Which of the following is true about the values of 2^(x) and 2x + 2 for x gt 0?

1. TRANSLATE the problem information

• Given: Two functions \(\mathrm{2^x}\) and \(\mathrm{2x + 2}\) for \(\mathrm{x \gt 0}\)
• Question asks: Which statement correctly describes their relationship?

2. INFER the approach

• Since we have multiple choice answers describing different relationships, we need to test specific values to see the pattern
• The key insight: We need to find where (if anywhere) the functions intersect, then determine which is larger on either side

3. SIMPLIFY by testing strategic values

Let's test some values:

At \(\mathrm{x = 1}\):

\(\mathrm{2^1 = 2}\)

\(\mathrm{2(1) + 2 = 4}\)

So \(\mathrm{2^1 \lt 2(1) + 2}\)

At \(\mathrm{x = 2}\):

\(\mathrm{2^2 = 4}\)

\(\mathrm{2(2) + 2 = 6}\)

So \(\mathrm{2^2 \lt 2(2) + 2}\)

At \(\mathrm{x = 3}\):

\(\mathrm{2^3 = 8}\)

\(\mathrm{2(3) + 2 = 8}\)

So \(\mathrm{2^3 = 2(3) + 2}\) (They're equal!)

At \(\mathrm{x = 4}\):

\(\mathrm{2^4 = 16}\)

\(\mathrm{2(4) + 2 = 10}\)

So \(\mathrm{2^4 \gt 2(4) + 2}\)

4. CONSIDER ALL CASES to verify the pattern

• For \(\mathrm{x \lt 3}\): The exponential is smaller than the linear function
• At \(\mathrm{x = 3}\): They're equal
• For \(\mathrm{x \gt 3}\): The exponential is larger than the linear function

This matches Choice C exactly, with \(\mathrm{c = 3}\).

Answer: C

Why Students Usually Falter on This Problem

Most Common Error Path:

Weak INFER skill: Students may test only one or two values instead of systematically finding the crossover point, leading to incorrect conclusions about the overall relationship.

For example, testing only \(\mathrm{x = 1}\) and \(\mathrm{x = 2}\) shows \(\mathrm{2^x \lt 2x + 2}\) in both cases, which might lead students to conclude this is always true. This may lead them to select Choice A (\(\mathrm{2^x \lt 2x + 2}\) for all \(\mathrm{x \gt 0}\)).

Second Most Common Error:

Inadequate CONSIDER ALL CASES execution: Students might find that \(\mathrm{2^x = 2x + 2}\) at \(\mathrm{x = 3}\), but fail to test values on both sides to determine the complete relationship pattern.

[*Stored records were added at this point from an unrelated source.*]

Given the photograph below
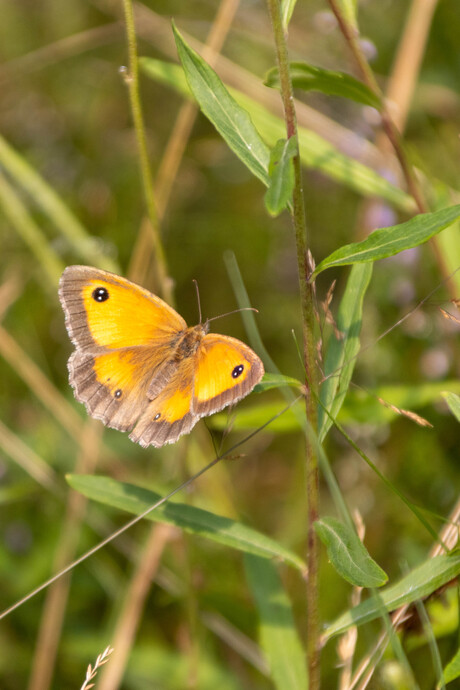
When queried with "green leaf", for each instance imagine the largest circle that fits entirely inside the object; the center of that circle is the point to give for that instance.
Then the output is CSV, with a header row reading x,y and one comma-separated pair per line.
x,y
287,8
419,583
454,403
223,530
348,554
230,119
348,10
311,78
390,241
278,635
281,176
315,152
254,416
341,352
277,381
452,670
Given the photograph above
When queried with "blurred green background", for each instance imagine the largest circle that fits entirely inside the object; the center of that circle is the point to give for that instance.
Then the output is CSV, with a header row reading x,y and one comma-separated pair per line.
x,y
65,110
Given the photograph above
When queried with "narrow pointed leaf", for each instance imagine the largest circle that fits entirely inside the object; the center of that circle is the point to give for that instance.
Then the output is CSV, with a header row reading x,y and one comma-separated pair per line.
x,y
223,530
348,554
315,151
341,352
452,670
454,403
366,407
312,78
281,176
390,241
278,635
45,198
287,8
231,121
419,583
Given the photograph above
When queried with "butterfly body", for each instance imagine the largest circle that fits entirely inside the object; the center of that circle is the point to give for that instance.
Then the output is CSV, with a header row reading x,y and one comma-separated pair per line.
x,y
137,366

Without testing \(\mathrm{x \gt 3}\), they might incorrectly think the functions are only equal at one point without a clear pattern. This leads to confusion and guessing.

The Bottom Line:

This problem requires systematic testing to reveal that exponential functions eventually dominate linear functions, but there's a specific crossover point. Students who don't test enough values miss this fundamental relationship between exponential and linear growth.